Tuesday, May 7, 2019

Akashi- Kaikyo bridge (Pearl bridge), Japan Research Paper

Akashi- Kaikyo duad (Pearl bridge), Japan - Research Paper ExampleThe Akashi Kaikyo Bridge is known in Japan as the Pearl Bridge. Before the bridge became operational, the people had to mainly depend on convey services to travel between the islands. The ferry travel was uncertain and rather dangerous as the heavens often experienced powerful winds, storms and typhoons, and horrible ferry mishaps did occur. Heeding to the public outrage that followed the sinking of two ferries in 1955, causing the death of 168 people - a majority of them children, the Japanese government undertook the pull of this bridge in 1988. Another reason for building the Akashi Kaikyo bridge, which was approved in the 1969 comprehensive Japan national development plan, was to conjure local trade and assist the industrial development of the region.

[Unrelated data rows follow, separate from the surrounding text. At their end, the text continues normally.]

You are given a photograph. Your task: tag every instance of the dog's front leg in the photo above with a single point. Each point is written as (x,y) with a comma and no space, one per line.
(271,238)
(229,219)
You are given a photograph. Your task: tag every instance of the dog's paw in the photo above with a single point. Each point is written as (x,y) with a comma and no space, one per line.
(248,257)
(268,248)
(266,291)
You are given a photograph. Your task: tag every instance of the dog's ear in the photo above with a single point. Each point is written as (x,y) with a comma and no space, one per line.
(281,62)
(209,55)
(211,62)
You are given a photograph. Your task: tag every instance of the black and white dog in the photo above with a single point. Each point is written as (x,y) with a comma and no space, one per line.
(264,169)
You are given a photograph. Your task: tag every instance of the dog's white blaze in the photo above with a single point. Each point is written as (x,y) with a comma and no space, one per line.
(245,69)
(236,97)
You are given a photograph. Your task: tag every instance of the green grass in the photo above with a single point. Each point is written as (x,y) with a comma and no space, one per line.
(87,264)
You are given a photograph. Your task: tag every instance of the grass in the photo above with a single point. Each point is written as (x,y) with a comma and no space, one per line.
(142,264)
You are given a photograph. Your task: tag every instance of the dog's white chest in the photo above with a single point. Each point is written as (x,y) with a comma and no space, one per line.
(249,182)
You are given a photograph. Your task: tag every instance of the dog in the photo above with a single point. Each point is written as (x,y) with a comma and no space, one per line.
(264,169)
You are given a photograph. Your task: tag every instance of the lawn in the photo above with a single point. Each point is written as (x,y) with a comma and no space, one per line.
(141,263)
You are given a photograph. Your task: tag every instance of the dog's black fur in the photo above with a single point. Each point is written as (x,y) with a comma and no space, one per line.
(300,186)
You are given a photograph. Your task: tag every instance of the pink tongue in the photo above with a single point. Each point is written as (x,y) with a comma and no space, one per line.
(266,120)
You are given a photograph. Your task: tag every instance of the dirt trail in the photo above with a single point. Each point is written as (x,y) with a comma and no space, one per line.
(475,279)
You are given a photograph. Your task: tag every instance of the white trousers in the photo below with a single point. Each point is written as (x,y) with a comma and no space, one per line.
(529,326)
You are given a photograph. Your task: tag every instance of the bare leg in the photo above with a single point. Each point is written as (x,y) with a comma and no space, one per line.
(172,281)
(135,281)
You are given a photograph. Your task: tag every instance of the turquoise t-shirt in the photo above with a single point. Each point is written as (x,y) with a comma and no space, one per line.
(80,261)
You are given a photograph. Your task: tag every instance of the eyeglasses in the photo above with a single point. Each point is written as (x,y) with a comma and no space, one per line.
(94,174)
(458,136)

Together with another major suspension bridge namely, the Ohnaruto suspension bridge, completed in 1995 and connecting Shikoku Island with the southern end of Awa ji Island, the economy of Awaji Island which is the sixth largest island in Japan, was expected to reform considerably. Although the construction of the bridge was prioritised following the ferry disaster in 1955 and feasibility studies began soon thereafter, the actual construction could only begin in 1988 as the process was a difficult one. The Akashi Strait is four kilometres childlike and where bridge was proposed to be built, the sea was 110 metres deep, with tidal currents of 4.5 metres per second. The problems of bridge design related firstly to the unadulterated weather conditions existing in the Akashi Strait, such as strong winds (wind speeds of 80 metres per second), and even typhoons.